In the Bible, Jeremiah has five lamentations “each mourning the destruction of Jerusalem, each placing absolute trust in its sworn Protector”.

The Fifth Lamentation ends:

20. Why have you utterly forgotten us, 

Forsaken us for so long?

21. Bring us back to you, LORD, that we may return:

Renew our days as of old.

22. For now you have indeed rejected us

and utterly turned your wrath against us.

The agony of those powerful words must have felt personal for many Jewish people caught up in the Holocaust. Calling the Holocaust the Sixth Lamentation is visceral and vivid.

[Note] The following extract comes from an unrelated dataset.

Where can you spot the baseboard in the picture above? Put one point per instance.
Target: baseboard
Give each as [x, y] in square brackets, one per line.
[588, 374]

Lachaise thinks of the lamentations of the Jewish people at the hands of the church over the centuries. He sees the irony in the mythical Knights of the Round Table being re-surrected to save Jewish children as a small effort of atonement for the persecution of Jews by the Church over the centuries but now “the person who broke it apart” is protected by the Church. The betrayal of the Round Table caused lifetime guilt in the betrayer.

Lachaise reflects to Anselm on how God in the Bible, “made covenant with Abram and he became Abraham …. The change of name obliterates the past, bestowing a blessed future.” Brodrick took my breath away when Lachaise, speaking of Schwermann added:

“So, who was it that dared to take the place of God and give that man across the lake a new name, a new life?”